In recent years Portugal has become a safe haven for crypto investors.
Many moved there during the pandemic as cryptocurrencies reached new highs, and now that stability is being shaken.
As part of its 2023 state budget, the Portuguese government has proposed a new tax policy for cryptocurrencies. The 450-page document, which covers all tax aspects, includes a 28% capital gains tax on cryptocurrency profits.
This 28% capital gains rate is Portugal’s standard, meaning the country is no longer the tax haven it once appeared to be for crypto investors. The proposal also includes a 4% tax on free crypto transfers and additional stamp duties in certain cases.
Importantly, however, gains from the sale of crypto assets held for more than one year remain exempt from this tax. In practice, the proposed capital gains tax functions more like a business tax for active traders.
Portugal signaled this change earlier
The move is not entirely unexpected. Finance Minister Fernando Medina indicated in May that bringing cryptocurrency into the capital gains tax framework would happen sooner rather than later.
The decision follows a reclassification of cryptocurrencies as investments rather than as money, which subjects them to capital gains taxation.
Lisbon and Madeira
Lisbon, Portugal’s capital, is regarded as one of Europe’s crypto hubs, partly because of its previously relaxed approach to crypto regulation. Portugal also offers a comparatively straightforward path to residency, which has attracted many crypto investors.
It will be interesting to see how this change affects future growth.

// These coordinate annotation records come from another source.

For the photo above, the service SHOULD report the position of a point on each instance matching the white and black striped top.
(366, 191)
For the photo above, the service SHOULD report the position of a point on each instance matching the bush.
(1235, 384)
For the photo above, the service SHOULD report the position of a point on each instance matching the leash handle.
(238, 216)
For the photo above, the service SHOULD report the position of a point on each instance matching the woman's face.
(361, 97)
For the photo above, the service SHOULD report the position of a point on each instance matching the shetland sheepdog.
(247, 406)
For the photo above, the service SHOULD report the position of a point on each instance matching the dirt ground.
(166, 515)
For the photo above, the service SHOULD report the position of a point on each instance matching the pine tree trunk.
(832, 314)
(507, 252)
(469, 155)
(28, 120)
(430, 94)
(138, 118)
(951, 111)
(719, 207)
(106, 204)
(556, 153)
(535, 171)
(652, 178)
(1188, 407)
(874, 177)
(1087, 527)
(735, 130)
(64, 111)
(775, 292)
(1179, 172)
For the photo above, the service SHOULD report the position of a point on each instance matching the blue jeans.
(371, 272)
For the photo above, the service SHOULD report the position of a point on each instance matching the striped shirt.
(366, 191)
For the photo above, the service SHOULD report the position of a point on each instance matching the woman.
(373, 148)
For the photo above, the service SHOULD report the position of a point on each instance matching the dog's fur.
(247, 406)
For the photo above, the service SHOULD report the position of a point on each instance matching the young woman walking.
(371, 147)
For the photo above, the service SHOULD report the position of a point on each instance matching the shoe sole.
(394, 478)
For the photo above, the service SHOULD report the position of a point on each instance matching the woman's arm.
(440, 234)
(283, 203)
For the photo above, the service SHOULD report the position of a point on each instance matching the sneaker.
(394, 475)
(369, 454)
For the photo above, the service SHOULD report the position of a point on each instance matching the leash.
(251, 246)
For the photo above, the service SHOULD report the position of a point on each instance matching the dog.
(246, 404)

Competition between jurisdictions to establish themselves as European crypto hotspots has been intense. Madeira, the Portuguese island famously associated with football star Cristiano Ronaldo, made headlines at a recent Bitcoin conference in Miami by announcing Bitcoin as legal tender.
Lugano, a small Swiss city, remains the only other place in Europe where Bitcoin is de facto legal tender. Alongside Bitcoin, the stablecoin Tether also functions as legal tender there, and a Lugano-specific stablecoin is under development.
Final thoughts
With the bear market continuing and investors feeling the pressure, it’s crucial to remember the importance of realizing gains to cover any capital gains tax liability.
In the short term the new tax measure is unlikely to cause widespread harm. Remember that gains on assets held for over a year are not affected. Given that Bitcoin traded around $69,000 eleven months ago, many traders may not be immediately concerned about the impending 28% tax — a potential silver lining.
Nevertheless, it will be worth watching whether crypto enthusiasts relocate to other jurisdictions as Lugano and other cities continue to promote digital currencies and related initiatives.